In his day, Saint Paul would have shrugged his shoulders and said the question didn’t apply to him. But not because he was a lawbreaker. The law of St. Paul was Jewish Law, the Torah as it was laid down by Moses. Paul claimed that all he needed was Jesus’ law to love one another.
Paul wrote a letter to the new Christians in Galatia, an ancient land that lies in Asia minor; where we now see the country of Turkey. This famous letter focused on the obligations that non-Jewish Christians had to follow the letter of Jewish law. One of the key sticking points of the day was the Jewish requirement that men be circumcised. As he was explaining to the Galatians that adherence to the Law was not required, Paul makes an important statement about Christians. In Galatians 5:18 Paul says, “But if you are led by the spirit, you are not under the law.” Paul was telling the new Christians that they did not have to follow the law, including the law requiring circumcision, if they were living the lives of Christians; that is, if they were loving one another as themselves. Later in that same chapter he points out that the fruits of this law of love are joy, peace, patience, kindness, goodness, faithfulness, gentleness and self-control. “Against such there is no law.”
As I read these words, it struck me how appropriate that statement remains today. What need would we have of laws if our every act was subject to just one test: are we doing this out of love for our neighbor? What difference would laws make to a person who acted only in his neighbor’s best interest? We surely would never harm our neighbor, and even if we did so by accident we would be quick to make it right. All of the laws that we create to govern how we behave toward one another would be superfluous; there would be no point in them.
Furthermore, there can be no law against good behavior.
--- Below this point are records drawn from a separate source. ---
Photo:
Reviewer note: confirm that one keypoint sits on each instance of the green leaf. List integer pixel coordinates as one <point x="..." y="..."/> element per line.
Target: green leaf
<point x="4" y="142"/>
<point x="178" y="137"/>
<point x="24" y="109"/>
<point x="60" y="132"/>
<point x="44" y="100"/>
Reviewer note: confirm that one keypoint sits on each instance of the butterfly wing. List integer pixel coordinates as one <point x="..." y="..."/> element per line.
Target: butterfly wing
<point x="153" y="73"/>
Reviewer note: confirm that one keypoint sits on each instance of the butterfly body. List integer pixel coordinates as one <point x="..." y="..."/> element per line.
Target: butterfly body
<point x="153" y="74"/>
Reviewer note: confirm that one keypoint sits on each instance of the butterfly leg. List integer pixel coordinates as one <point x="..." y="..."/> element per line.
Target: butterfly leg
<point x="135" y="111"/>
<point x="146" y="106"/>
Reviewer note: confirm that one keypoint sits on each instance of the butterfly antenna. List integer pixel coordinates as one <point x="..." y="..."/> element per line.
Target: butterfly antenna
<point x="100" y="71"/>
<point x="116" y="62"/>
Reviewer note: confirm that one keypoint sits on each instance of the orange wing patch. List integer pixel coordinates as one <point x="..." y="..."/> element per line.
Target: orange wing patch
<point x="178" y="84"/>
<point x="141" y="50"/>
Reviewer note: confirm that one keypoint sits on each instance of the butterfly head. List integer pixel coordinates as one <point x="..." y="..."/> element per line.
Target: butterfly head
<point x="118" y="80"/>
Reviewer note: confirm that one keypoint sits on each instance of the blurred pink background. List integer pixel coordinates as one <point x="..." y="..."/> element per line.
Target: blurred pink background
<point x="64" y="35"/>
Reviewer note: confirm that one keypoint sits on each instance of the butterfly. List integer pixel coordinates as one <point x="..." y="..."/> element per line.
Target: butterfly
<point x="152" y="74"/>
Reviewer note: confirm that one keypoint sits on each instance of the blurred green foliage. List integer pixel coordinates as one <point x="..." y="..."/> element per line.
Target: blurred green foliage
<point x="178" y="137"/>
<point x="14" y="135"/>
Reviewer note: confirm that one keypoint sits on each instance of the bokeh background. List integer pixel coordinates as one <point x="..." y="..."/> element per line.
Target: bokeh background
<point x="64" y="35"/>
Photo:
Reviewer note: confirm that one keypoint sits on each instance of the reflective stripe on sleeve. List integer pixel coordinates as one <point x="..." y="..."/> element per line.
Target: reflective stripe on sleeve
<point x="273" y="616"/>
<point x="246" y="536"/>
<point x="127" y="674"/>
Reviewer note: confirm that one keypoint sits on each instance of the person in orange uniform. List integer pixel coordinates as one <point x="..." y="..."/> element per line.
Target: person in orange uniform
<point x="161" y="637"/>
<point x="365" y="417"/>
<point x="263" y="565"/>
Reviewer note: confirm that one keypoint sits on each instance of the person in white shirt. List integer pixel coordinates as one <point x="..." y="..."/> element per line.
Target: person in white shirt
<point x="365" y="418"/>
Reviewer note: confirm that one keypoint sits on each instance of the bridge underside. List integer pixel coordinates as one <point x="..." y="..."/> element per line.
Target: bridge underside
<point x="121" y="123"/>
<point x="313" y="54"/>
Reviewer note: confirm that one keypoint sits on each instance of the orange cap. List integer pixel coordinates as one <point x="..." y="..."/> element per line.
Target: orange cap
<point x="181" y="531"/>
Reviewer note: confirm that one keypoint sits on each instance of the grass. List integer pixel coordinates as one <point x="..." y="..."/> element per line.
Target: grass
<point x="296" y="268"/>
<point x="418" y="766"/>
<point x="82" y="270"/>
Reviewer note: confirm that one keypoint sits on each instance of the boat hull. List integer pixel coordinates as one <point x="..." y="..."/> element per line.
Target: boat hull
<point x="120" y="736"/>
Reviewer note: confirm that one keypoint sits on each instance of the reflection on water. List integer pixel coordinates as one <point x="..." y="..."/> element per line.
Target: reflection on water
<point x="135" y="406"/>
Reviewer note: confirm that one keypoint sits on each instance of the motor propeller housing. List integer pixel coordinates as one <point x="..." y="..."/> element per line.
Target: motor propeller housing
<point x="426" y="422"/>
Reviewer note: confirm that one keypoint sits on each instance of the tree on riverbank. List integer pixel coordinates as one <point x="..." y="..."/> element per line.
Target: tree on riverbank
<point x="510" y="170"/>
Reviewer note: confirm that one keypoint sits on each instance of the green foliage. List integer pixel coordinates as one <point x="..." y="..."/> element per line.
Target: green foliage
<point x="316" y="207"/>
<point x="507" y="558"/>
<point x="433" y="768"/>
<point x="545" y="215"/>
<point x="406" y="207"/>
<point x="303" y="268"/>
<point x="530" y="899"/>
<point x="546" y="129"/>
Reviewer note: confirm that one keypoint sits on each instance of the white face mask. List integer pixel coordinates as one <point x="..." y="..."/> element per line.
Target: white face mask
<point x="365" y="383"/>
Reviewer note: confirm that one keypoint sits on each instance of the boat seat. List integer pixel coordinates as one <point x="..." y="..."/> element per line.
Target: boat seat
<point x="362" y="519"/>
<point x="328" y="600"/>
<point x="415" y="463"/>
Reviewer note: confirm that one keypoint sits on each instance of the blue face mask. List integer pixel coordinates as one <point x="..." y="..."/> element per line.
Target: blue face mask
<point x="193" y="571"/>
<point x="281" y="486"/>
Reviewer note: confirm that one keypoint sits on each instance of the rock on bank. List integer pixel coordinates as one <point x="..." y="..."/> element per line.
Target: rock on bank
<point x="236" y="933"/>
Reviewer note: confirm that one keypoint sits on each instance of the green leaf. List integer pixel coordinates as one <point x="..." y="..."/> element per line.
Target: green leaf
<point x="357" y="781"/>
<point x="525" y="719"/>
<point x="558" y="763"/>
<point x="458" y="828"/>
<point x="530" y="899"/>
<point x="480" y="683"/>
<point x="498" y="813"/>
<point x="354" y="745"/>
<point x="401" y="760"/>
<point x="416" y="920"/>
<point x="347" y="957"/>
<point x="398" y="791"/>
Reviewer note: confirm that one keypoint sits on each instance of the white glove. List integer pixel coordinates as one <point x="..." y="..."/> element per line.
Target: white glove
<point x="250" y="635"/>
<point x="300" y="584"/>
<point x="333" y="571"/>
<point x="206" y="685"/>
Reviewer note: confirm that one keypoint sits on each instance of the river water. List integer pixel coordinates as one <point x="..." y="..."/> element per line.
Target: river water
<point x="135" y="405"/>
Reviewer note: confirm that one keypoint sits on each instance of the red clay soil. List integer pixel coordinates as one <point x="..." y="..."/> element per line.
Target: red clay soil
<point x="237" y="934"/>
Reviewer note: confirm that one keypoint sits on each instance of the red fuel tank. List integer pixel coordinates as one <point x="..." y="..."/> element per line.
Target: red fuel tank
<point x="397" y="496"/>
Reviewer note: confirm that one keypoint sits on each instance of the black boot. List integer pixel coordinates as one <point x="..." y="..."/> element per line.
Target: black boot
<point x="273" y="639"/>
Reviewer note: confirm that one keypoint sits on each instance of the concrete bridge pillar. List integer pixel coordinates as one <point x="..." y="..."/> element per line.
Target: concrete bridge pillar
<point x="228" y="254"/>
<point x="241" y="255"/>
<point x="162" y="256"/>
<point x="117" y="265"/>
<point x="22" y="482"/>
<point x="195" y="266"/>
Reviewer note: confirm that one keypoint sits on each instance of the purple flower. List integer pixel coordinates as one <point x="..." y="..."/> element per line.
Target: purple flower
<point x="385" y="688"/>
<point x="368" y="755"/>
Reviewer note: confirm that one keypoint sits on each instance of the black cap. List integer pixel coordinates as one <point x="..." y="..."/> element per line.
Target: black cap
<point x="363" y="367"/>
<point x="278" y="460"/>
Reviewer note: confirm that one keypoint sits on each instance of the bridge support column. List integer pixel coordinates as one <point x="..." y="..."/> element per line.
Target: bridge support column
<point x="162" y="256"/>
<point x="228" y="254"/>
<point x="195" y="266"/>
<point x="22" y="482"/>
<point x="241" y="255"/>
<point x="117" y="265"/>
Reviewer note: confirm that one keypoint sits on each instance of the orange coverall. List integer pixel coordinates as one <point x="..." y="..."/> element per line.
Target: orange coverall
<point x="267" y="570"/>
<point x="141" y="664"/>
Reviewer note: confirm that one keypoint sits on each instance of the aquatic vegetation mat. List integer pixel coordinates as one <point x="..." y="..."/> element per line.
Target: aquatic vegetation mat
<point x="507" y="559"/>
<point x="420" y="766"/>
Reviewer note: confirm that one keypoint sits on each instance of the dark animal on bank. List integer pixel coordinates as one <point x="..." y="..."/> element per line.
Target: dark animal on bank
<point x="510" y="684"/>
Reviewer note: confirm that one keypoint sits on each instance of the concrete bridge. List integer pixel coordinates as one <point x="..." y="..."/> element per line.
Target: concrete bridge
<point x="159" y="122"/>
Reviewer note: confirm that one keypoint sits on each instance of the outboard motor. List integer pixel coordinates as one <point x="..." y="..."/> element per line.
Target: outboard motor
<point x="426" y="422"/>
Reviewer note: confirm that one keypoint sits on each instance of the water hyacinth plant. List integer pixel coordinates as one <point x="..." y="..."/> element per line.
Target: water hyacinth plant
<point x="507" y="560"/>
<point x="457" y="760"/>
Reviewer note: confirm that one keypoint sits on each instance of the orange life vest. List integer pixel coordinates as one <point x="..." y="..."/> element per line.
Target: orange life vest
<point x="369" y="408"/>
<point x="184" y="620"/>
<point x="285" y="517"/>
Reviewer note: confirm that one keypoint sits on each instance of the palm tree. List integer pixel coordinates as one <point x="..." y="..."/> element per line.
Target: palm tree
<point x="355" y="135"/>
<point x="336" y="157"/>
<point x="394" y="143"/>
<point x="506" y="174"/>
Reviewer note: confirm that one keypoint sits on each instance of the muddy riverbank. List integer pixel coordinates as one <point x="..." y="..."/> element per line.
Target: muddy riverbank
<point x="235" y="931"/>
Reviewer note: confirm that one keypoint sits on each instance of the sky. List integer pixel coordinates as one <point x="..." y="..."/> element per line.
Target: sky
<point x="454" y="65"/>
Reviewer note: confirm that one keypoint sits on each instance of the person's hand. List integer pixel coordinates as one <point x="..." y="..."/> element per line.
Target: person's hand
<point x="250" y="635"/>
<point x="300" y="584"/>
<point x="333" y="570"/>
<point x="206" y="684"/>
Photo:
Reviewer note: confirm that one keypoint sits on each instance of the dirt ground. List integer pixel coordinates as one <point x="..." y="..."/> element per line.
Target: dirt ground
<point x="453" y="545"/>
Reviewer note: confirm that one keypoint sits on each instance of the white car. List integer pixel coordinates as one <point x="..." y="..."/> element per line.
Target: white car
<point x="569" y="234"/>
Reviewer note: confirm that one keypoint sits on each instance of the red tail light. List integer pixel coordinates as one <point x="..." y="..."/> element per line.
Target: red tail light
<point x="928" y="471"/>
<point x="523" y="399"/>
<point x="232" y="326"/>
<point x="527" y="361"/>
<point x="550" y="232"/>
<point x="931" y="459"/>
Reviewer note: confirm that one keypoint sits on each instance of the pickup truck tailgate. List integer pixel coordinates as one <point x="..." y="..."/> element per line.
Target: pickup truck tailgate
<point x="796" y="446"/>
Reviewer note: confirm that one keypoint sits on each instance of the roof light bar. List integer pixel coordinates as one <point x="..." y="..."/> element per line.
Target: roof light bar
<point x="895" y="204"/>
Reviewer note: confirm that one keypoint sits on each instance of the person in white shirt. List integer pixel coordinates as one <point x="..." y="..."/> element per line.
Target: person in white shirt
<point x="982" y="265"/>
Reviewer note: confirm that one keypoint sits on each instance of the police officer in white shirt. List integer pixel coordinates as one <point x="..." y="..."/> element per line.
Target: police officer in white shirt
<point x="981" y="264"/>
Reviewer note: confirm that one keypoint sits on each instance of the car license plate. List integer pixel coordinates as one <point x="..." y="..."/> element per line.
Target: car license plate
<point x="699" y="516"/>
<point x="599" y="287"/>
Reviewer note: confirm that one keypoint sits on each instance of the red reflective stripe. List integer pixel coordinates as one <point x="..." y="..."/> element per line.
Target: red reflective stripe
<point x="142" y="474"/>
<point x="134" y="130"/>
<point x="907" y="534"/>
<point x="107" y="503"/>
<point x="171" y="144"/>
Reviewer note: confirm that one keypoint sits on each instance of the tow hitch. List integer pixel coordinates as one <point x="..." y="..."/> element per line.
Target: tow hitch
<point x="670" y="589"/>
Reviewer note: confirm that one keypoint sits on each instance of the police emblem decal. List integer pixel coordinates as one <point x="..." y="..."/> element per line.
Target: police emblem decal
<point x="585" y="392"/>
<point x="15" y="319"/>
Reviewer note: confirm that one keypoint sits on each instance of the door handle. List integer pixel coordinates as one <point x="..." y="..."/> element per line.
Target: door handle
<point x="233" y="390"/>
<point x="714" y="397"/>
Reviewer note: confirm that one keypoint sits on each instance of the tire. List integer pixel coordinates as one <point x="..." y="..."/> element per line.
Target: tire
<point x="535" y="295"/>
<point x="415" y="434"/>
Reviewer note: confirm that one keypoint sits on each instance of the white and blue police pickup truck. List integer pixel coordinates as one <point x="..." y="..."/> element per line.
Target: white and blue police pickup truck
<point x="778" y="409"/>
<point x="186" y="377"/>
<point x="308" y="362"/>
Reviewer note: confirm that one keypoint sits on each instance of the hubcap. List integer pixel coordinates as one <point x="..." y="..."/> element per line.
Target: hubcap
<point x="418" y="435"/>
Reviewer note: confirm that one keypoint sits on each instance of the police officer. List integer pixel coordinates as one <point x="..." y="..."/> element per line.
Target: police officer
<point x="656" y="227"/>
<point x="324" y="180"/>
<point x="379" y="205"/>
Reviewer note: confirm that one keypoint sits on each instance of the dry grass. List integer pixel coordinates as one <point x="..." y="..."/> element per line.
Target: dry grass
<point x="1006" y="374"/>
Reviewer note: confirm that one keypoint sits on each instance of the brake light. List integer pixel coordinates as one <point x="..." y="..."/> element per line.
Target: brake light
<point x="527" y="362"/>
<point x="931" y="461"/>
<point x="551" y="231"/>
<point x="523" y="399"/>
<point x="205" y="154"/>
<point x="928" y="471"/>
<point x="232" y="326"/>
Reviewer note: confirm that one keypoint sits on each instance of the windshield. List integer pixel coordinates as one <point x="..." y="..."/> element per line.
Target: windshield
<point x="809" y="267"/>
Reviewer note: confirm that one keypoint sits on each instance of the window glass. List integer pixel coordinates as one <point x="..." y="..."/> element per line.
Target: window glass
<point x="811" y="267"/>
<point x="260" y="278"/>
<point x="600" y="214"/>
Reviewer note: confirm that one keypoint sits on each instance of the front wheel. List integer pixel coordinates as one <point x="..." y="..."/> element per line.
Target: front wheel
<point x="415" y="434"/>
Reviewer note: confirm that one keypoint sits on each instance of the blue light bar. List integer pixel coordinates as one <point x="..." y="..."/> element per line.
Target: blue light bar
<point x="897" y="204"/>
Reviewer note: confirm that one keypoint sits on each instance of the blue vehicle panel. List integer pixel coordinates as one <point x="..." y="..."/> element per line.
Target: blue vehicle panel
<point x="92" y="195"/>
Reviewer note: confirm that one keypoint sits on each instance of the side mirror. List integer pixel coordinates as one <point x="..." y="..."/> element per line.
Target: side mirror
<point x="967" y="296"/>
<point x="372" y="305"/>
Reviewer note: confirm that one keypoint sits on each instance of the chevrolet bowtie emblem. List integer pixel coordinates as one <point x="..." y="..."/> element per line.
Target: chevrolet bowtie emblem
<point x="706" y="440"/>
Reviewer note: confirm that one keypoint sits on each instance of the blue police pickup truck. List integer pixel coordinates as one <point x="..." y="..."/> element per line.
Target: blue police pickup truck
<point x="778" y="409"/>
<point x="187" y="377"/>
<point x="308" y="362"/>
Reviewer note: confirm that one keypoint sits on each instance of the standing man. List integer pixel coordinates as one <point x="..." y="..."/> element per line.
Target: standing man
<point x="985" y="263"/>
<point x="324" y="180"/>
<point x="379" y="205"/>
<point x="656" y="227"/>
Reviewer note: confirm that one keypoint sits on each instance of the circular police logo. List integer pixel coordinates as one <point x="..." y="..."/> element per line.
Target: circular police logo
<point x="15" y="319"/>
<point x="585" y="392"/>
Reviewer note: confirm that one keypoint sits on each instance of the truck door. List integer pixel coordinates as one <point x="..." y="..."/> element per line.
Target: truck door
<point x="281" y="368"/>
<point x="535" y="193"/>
How do you write a law limiting joy, peace, patience, kindness, goodness, faithfulness, gentleness and self-control? The law doesn’t exist to limit good behavior but to prevent bad behavior. Be as good as you want; the law won’t stop you.
Saint Paul is not an anarchist, advocating for a world of lawbreakers. He’s simply pointing out that, for Christians, the world is a very simple place because there’s really only one rule that we need to worry about. Love one another and everything else takes care of itself.